Entretien réalisé par Salima Tlemçani
Après avoir été exclues du champ religieux, les zaouïas reviennent en force. Elles ont même envahi le terrain politique, alors qu’un de leurs principes est justement de ne pas s’y aventurer. Comment expliquer une telle évolution ?
Durant les années 1970, le président Boumediène gérait d’une main de fer tout courant qu’il considérait comme une menace pour le socialisme, qui repose sur l’unicité du choix politique, et il ne le cachait pas. Pour lui, la religion devait être un facteur d’union et non de discorde. De ce fait, il ne fallait pas qu’elle s’immisce dans la politique.
Ainsi, les zaouïas et les écoles coraniques devaient rester dans l’ombre. Elles étaient exclues de toutes les manifestations religieuses et leurs responsables interdits de quitter le territoire national et les tribunes religieuses institutionnelles. Des pressions énormes étaient exercées sur les confréries Tidjania et El Hibria, qui étaient au premier rang, mais aussi sur d’autres zaouïas qui avaient de l’influence. Le changement a commencé sous feu Chadli Bendjedid.
Il fréquentait la zaouïa Belahoual de Mostaganem, que dirigeait cheikh Abdelkader et où d’importantes manifestations religieuses étaient organisées. Sa relation avec cette zaouïa a été pour beaucoup dans le nouveau regard porté sur les confréries.

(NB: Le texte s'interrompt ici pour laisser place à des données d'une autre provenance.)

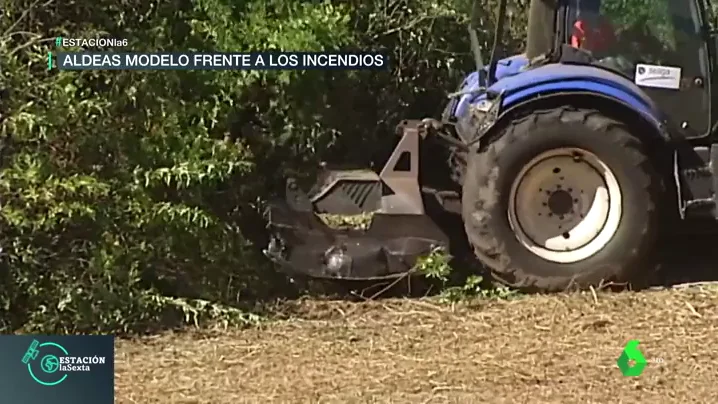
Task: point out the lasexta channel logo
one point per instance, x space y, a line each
50 364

Bendjedid a autorisé la plus grande conférence internationale consacrée à la Tidjania et à laquelle ont pris part de nombreuses personnalités du soufisme venues du monde entier. Il a rendu visite à la zaouïa Belkadia à Tlemcen, puis à celle de Sidi Mohamed Belekbir à Adrar, qui comptait à l’époque plus d’un millier d’élèves.
Ces rencontres ont eu un impact sur le regard porté sur les zaouïas. Avec le président Abdelaziz Bouteflika, c’est autre chose. L’homme a été baigné dans le milieu des zaouïas, parce que son défunt père était un mokadem dans la confrérie El Hibria.

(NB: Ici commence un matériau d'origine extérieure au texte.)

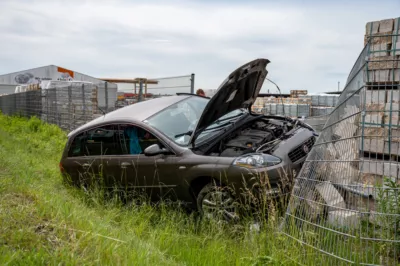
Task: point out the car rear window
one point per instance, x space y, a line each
97 141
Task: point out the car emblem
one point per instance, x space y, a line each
306 149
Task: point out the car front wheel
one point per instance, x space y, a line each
217 203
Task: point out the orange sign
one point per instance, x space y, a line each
63 70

Il a connu de nombreuses personnalités du soufisme, que ce soit de l’Ouest, où il est né et a grandi, ou au sud du pays, durant la Guerre de Libération nationale, lorsqu’il se déplaçait au Mali. Il avait une approche différente de celle de Boumediène.

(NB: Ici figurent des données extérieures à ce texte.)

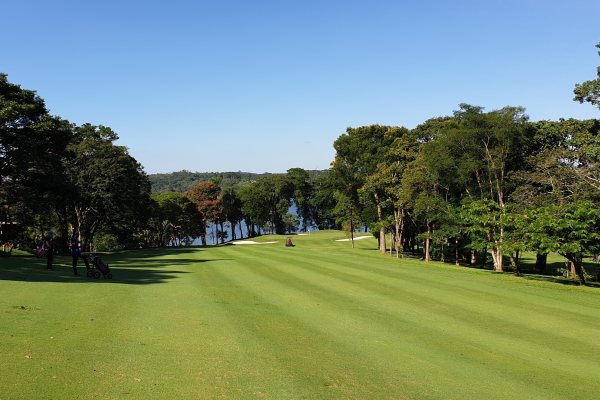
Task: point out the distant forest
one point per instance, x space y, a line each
182 181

Cela a permis à ce courant de reprendre sa place, surtout que c’est venu juste après les années 1990, où les gens étaient à la recherche d’un islam plus serein, plus paisible et plus tolérant.
Ce retour des zaouïas peut-il émaner d’une décision politique, ou est-ce le résultat de cette politisation de l’islam dont vous parlez, et de ses conséquences néfastes vécues par les Algériens durant les années 1990 ?
En fait, les dirigeants politiques étaient devant trois choix. Après les années 1980, nous étions devant le phénomène de l’islam politique, c'est-à-dire l’exercice de la politique au nom de l’islam. Ce choix a été adopté par certains partis et les conséquences ont été désastreuses : 300 000 morts, je dis bien 300 000 morts, et je pèse mes mots. Le deuxième choix est la laïcité de l’Etat.
C'est-à-dire séparer la religion de la politique. La troisième voie consiste à faire de l’islam spirituel une alternative à la politique au nom de l’islam. Après l’expérience sanglante des années 1990, beaucoup ont penché pour cette dernière voie.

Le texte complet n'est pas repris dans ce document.